Dig out as much bindweed root as you can before you start, then expect to keep ripping it up as it regrows from the tiniest bit of leftover root and is currently bidding for world domination.

LaineyW Mon 08-Jun-09 14:56:33

Thanks everyone, I did think I might start a separate thread devoted to bindweed but decided it's probably been done before! I've had it in this garden since we moved in in 1992 and have never managed to get rid of it all - I just keep pulling it up as it appears and it's definitely got spindlier, but it still keeps growing and growing, damn its eyes.

I love it in the autumn when those first holey leaves appear and you know it's going to slink back underground and arm itself for next spring's onslaught.

snorkle Mon 08-Jun-09 20:14:40

stawberries seem fairly straightforward. You do need to cover with a net to stop the birds eating the fruit at harvest time & put some straw around them too to keep the slugs off, but they propagate themselves, so you can start with a few & end up with lots and they're very tasty!

snorkle Mon 08-Jun-09 20:15:42

that would be strawberries!

BlueChampagne Mon 15-Jun-09 13:15:20

Great idea LaineyW and I hope your daughter gets the bug. At least she'll find out more about seasonality and the work involved in producing food.

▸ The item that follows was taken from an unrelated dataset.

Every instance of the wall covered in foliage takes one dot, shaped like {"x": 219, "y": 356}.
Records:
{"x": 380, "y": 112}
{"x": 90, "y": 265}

Huge commiserations on the bindweed - we have it on the allotment and I hate it.

Think you'll have to buy seedlings now for most things - church and school fetes might be cheaper than garden centre if you have one coming up. Also keep an eye on Freecycle as spare seedlings come up on there too.

You should be able to sow salad crops still though.

jumpyjan Mon 15-Jun-09 13:28:46

We have started up an allotment this year and are novices but have learnt a lot already. I would obviously clear the patch of weeds and dig it over a bit - you could chuck down some fertilizer, we are trying organic so used some chicken pellets (you can pick these up from a garden centre for about £5) and water it in a bit so it can break down.

Good things to grow would be:

Runner beans (think you can plant seeds straight into the ground this time of year). You just need to build a wigwam out of say 5 canes so they can climb up - v easy.

Courgettes - you could buy some plants from garden centre - 2/3 would give you lots of courgettes and they are v easy just need lots of watering.

Onions and potatoes are dead easy - just plonk them in.

Beetroot - again really easy. Buy a packet of seeds and sow in rows - you can eat the leaves in salads too.

Other things we are trying from seed are: leeks, carrots, basil, broccoli and kale.

I hope she enjoys it - we are complete allotment addicts now!